Daily Gold and Silver Expected Range:
Gold: US$1375- $1410
Silver: US$26.35 - $27.25

Technical Analysis (by Phil Smith):
Gold enjoyed a good pullback from its very overbought condition last week and is now testing the upper Bollinger Band line again which is providing overhead resistance.
Gold had accelerated away from the uptrend line but then bounced nicely off the Fibonacci Projection target of 1,378 we drew on a while ago. See chart two. The target for this correction was 1,293 but it did not make it this time.
Importantly the weekly target from the longer term Fibonacci Projection is closer than the daily. See the weekly chart projection at 1,454.
Turnover has come right down so this latest rise does not have a great deal of push and the market is starting to touch overbought levels again so do not expect much in the way of upside from here. Keep an eye on the Bollinger.
The correlations for gold have normalized ie high negative with the dollar and high positive with the stock markets. The usual negative correlation with the dollar is back in place and the dollar is moving steadily to the downside. So watch the dollar closely.
I’m still watching for the beginnings of a large topping pattern at these levels. When the turnover in the market falls there is likely a lot of ‘air’ under this price.

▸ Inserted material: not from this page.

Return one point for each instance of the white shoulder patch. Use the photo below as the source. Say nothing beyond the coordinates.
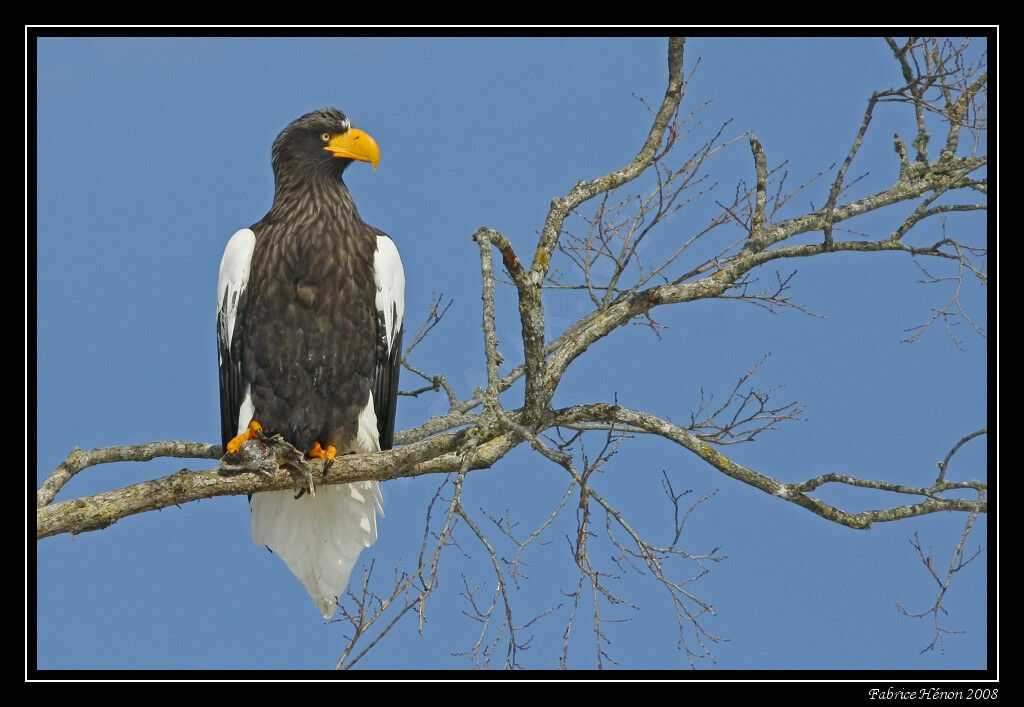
(233, 277)
(390, 280)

Watch the turnover very carefully.



Dollar Vs Commodities: (Courtesy of Marketwatch.com)
In a week when the Federal Reserve announced a $600 billion bond-buying plan, the above chart shows how commodities have strengthened and the dollar has dropped since the Fed’s plans were first hinted at during a speech in late August by Federal Reserve Chairman Ben Bernanke. The dollar has dropped 13%, and the Thomson Reuters/Jefferies CRB commodity price index has climbed 18%.